Die einen greifen nach Werkzeug, andere nach der Tastatur. Manche nach dem Kochlöffel, dem Schraubenschlüssel oder der Pflasterbox. Und einige überlegen noch, ob sie vielleicht doch Eisverkäufer auf Hawaii werden oder Barber in Neuseeland. Klingt verrückt – aber genau das haben ehemalige Schüler tatsächlich geschafft. Zumindest der Barber. Und die Sache mit dem Eisverkäufer? Na ja … ein ziemlich schöner Gedanke ist es auf jeden Fall.
Manche arbeiten später mit Menschen, andere mit Maschinen, wieder andere mit Computern. Und manche stehen vielleicht irgendwann auf einer Bühne – so wie Shelter Boy, ein ehemaliger Schüler, der mit seiner Gitarre und lässigen Indie-Riffs seinen eigenen Weg gefunden hat.

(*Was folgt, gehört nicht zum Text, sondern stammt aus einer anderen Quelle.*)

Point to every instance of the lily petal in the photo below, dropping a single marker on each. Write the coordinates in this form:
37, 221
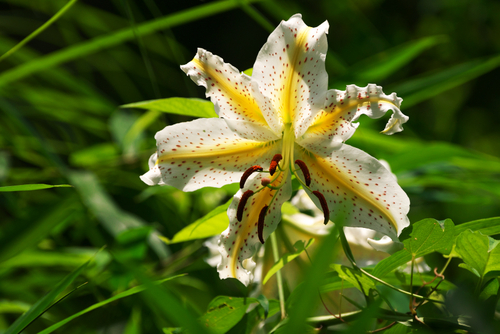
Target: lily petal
229, 90
359, 186
290, 69
333, 125
208, 153
239, 241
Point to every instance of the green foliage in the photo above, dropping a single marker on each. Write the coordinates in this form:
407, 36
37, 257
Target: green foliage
427, 236
300, 246
85, 86
479, 252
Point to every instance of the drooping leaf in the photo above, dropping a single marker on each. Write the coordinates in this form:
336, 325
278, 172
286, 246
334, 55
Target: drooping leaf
480, 253
179, 106
427, 236
213, 223
300, 246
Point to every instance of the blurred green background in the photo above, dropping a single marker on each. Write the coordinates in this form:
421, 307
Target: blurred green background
61, 123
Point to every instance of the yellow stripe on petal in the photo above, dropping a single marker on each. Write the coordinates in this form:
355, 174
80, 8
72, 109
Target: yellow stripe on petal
358, 185
292, 75
228, 89
206, 153
239, 241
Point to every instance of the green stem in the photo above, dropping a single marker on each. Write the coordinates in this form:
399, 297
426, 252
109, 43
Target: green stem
279, 279
350, 257
39, 30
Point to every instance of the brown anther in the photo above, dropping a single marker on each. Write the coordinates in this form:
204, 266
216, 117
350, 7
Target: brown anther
305, 171
241, 205
265, 181
324, 206
249, 172
260, 227
274, 163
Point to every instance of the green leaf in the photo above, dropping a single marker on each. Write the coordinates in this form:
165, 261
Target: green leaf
487, 226
99, 43
490, 289
42, 304
418, 90
22, 236
335, 283
225, 312
382, 65
299, 246
213, 223
480, 253
107, 211
95, 155
427, 236
29, 187
121, 295
305, 299
355, 277
39, 30
179, 106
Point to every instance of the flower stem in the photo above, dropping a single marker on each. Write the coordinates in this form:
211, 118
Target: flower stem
279, 279
348, 252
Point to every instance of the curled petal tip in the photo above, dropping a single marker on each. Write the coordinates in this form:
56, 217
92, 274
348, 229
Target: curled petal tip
260, 227
241, 205
324, 205
247, 174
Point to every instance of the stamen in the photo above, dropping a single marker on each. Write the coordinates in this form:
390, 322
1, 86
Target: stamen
241, 205
265, 181
274, 163
249, 172
324, 206
260, 227
305, 171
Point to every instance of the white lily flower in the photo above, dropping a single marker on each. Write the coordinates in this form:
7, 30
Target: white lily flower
281, 121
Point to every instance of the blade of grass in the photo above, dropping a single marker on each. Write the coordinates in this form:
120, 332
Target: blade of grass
29, 187
102, 42
418, 90
42, 304
121, 295
39, 30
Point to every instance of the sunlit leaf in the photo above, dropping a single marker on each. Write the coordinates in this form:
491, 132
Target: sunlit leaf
421, 89
361, 282
42, 304
381, 65
225, 312
487, 226
213, 223
29, 187
178, 106
300, 247
121, 295
112, 39
480, 253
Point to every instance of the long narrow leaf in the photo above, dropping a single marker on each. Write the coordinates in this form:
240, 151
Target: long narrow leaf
121, 295
102, 42
41, 305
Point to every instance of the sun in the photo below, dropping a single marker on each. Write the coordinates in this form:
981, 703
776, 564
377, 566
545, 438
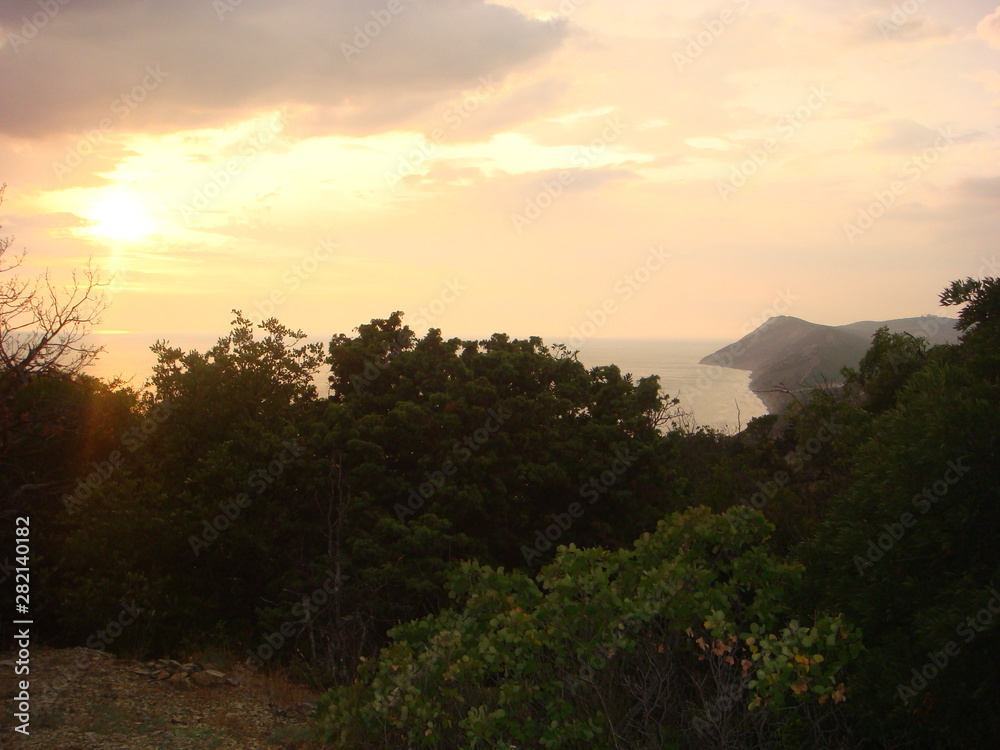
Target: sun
120, 217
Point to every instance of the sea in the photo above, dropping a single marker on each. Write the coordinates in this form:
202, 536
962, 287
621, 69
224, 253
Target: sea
713, 396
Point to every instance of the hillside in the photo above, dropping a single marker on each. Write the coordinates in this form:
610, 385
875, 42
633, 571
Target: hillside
794, 354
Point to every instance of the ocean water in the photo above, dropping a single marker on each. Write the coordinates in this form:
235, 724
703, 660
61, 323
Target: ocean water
714, 396
709, 395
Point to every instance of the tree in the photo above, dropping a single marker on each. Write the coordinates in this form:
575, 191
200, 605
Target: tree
43, 327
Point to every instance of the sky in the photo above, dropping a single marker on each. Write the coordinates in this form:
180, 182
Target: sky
567, 168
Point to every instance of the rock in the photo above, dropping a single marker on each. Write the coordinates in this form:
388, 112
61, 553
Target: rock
217, 677
201, 678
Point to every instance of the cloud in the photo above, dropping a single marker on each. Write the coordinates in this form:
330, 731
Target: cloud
903, 137
989, 29
361, 66
983, 188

… Oder jemand schreibt ein Buch. Klingt einfach – ist es aber nicht. Denn ein Buch braucht vor allem eine Idee. Eine solche hatte auch ein ehemaliger Schüler: In seiner Geschichte lebt der Protagonist in Werdau -in der Tristesse der Kleinstadt- und steht vor einer Entscheidung, die jeder irgendwann treffen muss – mitmachen, schweigen oder kämpfen.
Also, ihr stellt fest: Ihr könnt vieles werden, vieles ausprobieren und euren eigenen Weg finden. Drei Beispiele haben dies gezeigt.